We have a hierarchical CFA model with 67 categorical indicators, 6 group factors, and a hierarchical general factor. This model fits very well in our Time 1 data. Unfortunately, due to the large nature of the combined model (134 observed categorical variables), our sample size is too small to enable us to estimate invariance in the usual manner.
We have an alternate strategy and were wondering if it seems valid. Instead of testing the structures together in the same model, we would validate the Time 1 structure in data at Time 2, by first examining configural invariance (how well does the Time 1 derived structure fit in Time 2 data when thresholds and factor loadings are freely estimated). Next, we would examine metric invariance by using Time 2 data, but fixing factor loadings and thresholds equal to values obtained in Time 1 data and examining model fit (as well as chi-square difference test of the configural invariant model versus the metric invariant model to determine if there is a significant difference in fit). If there were areas of strain, we could release some of these constraints and test for partial metric invariance.
Does this sound like a reasonable strategy for testing temporal invariance of our factor structure? Thank you for your thoughts.
Thank you for your reply. I conducted the analysis I had mentioned and was surprised to find that the metric invariant model (where I fixed all factor loadings and thresholds) actually had a LOWER chi-square value than the configural invariant model (where factor loadings and thresholds were free to vary). Chi-square dropped from 324 (with a CFI of 0.95 and RMSEA of 0.049) to 235 (CFI=0.96, RMSEA=0.057). It is just difficult to understand how fixing these loadings/thresholds results in a LOWER chi-squared value.
Also, the df only dropped from 169 (configural invariant) to 107 (metric invariant) even though I fixed 149 factor loadings (as well as many thresholds). Is this a function of how df are calculated in WLSMV?
Sorry - I should have mentioned that I did use DIFFTEST and the result was significant (value=108, df=43, p=0.000). Since the chi-square value was reduced from the less restrictive model (loadings and thresholds free to vary) to the more restrictive model (fixed loadings and thresholds), I assumed the DIFFTEST result indicated a significant IMPROVEMENT in fit when the pathways were fixed. However, this is counter to what I expected, and what is usually seen: fixing (or equating) pathways typically results in a decrement in model fit.
So, are you indicating that despite the apparent DROP in chi-square (of about 90), the DIFFTEST value is indicating an INCREASE in chi-square (of 108) and the metric invariant model represents a significant decrement in model fit as we would expect? Or, is the DIFFTEST indicating the metric invariant model is a sig improvement (since visual inspection reveals chi-square dropping from the configural to metric invariant model, and the value of this drop is similar in magnitude to the DIFFTEST value)? Your help in interpreting these unexpected results is much appreciated! Thank you!

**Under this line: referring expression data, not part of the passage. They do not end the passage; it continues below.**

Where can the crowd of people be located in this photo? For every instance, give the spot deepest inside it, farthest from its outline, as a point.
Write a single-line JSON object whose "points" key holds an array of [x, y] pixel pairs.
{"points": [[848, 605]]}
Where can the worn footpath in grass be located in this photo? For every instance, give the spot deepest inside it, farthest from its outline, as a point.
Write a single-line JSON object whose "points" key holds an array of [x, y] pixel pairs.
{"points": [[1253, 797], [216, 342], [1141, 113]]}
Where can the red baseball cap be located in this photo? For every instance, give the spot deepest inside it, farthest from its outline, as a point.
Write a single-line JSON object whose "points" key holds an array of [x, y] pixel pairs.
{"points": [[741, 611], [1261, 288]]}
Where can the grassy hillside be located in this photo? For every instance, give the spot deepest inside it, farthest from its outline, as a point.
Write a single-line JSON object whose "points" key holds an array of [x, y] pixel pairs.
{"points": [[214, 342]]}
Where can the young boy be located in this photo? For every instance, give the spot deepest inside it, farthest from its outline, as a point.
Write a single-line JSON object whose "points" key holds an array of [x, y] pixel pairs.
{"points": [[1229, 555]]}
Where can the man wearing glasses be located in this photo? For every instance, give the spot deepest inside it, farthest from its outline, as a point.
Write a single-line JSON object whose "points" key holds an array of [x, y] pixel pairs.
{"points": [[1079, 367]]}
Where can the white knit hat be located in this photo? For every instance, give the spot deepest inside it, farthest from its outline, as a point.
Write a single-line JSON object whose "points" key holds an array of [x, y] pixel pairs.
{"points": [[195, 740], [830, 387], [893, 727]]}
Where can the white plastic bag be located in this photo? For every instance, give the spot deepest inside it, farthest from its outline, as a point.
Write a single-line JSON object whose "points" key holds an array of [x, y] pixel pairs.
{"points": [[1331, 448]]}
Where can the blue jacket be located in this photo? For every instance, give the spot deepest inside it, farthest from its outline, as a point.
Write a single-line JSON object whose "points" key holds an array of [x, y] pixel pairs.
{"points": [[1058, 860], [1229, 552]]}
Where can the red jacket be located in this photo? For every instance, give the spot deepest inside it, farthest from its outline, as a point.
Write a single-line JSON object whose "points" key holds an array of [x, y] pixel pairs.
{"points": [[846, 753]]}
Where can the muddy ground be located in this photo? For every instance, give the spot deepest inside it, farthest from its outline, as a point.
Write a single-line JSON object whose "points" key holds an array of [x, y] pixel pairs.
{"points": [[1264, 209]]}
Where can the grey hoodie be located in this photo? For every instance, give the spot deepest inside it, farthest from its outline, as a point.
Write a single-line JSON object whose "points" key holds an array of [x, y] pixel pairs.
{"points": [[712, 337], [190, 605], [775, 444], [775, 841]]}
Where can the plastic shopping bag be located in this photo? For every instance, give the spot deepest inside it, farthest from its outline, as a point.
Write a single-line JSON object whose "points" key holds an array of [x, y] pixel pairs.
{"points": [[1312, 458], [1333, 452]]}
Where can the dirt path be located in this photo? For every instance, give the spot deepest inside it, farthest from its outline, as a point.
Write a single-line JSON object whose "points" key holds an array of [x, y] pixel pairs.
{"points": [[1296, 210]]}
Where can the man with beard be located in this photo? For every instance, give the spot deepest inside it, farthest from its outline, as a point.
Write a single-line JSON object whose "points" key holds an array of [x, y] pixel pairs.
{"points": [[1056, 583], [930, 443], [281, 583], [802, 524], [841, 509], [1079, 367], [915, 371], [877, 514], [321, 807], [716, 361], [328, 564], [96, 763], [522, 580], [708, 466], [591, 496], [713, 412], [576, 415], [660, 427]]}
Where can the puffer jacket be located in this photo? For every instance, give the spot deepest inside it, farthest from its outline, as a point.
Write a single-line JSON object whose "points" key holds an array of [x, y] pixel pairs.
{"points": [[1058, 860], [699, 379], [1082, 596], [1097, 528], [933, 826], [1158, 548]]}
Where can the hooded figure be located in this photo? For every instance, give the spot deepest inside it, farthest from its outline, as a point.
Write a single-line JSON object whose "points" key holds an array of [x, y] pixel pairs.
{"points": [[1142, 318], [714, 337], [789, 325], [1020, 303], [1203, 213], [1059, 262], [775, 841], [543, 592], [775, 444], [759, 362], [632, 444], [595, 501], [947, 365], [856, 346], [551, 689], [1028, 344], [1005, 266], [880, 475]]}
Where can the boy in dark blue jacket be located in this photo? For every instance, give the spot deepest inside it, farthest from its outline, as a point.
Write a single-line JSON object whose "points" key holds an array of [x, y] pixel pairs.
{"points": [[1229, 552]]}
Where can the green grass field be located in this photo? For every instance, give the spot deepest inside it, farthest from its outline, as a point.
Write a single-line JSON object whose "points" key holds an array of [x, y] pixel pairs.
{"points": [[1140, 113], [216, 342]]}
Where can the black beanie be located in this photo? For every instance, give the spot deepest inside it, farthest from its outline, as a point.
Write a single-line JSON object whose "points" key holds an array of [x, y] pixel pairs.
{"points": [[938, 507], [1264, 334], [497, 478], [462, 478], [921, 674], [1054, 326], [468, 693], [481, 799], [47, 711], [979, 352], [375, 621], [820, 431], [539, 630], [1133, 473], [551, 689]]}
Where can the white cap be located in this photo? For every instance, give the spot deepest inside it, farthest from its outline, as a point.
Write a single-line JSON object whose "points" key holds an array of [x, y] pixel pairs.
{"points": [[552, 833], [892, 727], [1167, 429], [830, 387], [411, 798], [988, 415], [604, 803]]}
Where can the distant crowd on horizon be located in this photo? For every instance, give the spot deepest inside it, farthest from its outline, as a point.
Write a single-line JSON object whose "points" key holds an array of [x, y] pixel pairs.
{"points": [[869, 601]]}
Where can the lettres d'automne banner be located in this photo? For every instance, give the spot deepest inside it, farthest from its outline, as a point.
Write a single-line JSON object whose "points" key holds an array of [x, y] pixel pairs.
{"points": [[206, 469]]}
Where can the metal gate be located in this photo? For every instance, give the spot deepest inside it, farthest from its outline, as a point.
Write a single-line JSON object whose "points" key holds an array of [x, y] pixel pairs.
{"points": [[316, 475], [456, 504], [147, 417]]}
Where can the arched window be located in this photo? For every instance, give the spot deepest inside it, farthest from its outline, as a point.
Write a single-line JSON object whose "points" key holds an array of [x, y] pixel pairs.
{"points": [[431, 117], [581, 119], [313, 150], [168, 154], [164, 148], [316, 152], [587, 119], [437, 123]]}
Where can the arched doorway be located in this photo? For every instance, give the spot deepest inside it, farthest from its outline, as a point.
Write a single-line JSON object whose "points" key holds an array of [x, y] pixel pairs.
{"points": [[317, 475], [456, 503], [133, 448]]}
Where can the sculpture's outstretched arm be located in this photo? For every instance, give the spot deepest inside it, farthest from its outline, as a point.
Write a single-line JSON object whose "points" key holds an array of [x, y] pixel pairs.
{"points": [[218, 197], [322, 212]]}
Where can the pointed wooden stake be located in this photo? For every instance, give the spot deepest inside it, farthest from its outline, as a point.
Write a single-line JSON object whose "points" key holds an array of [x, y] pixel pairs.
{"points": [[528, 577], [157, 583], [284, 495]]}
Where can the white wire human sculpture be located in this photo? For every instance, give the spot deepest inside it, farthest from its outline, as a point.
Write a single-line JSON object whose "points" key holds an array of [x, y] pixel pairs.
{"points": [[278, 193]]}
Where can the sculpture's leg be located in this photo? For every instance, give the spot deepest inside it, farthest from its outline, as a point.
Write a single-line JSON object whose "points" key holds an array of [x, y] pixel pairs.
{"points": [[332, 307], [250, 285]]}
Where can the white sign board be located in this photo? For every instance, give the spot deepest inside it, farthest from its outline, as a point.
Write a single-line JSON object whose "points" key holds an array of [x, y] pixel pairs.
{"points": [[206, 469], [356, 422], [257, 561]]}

With WLSMV you should not be making any interpretation based on the chi-square values and degrees of freedom including those given in the DIFFTEST results. It is only the p-values you should be looking at. If the p-value for the DIFFTEST results is less than .05, it means that the more restrictive model significantly worsens the fit of the model. If the p-value is greater than .05, it means that the more restrictive model does not significantly worsen the fit of the model.
Great - thank you again for your speedy reply. I had a question with regards to reporting results from the DIFFTEST. In a manuscript would DIFFTEST results more accurately be expressed as delta chi-square or simply chi-square?
I have a different wrinkle on testing temporal invariance that I was hoping for advice on.
We have two waves of panel data, where the same participants were surveyed at each wave but different indicators are available at Time 1 and Time 2.
So, I think it might be technically possible to assess whether temporal invariance holds, using only those indicators that are repeated at Time 1 and Time 2.
However, I'm not sure if this type of temporal invariance analysis tells you anything - does temporal invariance using a subset of indicators provide some evidence of temporal stability over time, but less evidence than the same set of indicators from the same participants at Time 1 and Time 2.
Or, is it simply not appropriate to assess temporal invariance for only a subset of indicators?
I would leave the data in the wide format. See the Topic 4 short course handout on the website. Multiple indicator growth is described starting on Slide 77. The first part of the example illustrates testing measurement invariance across time.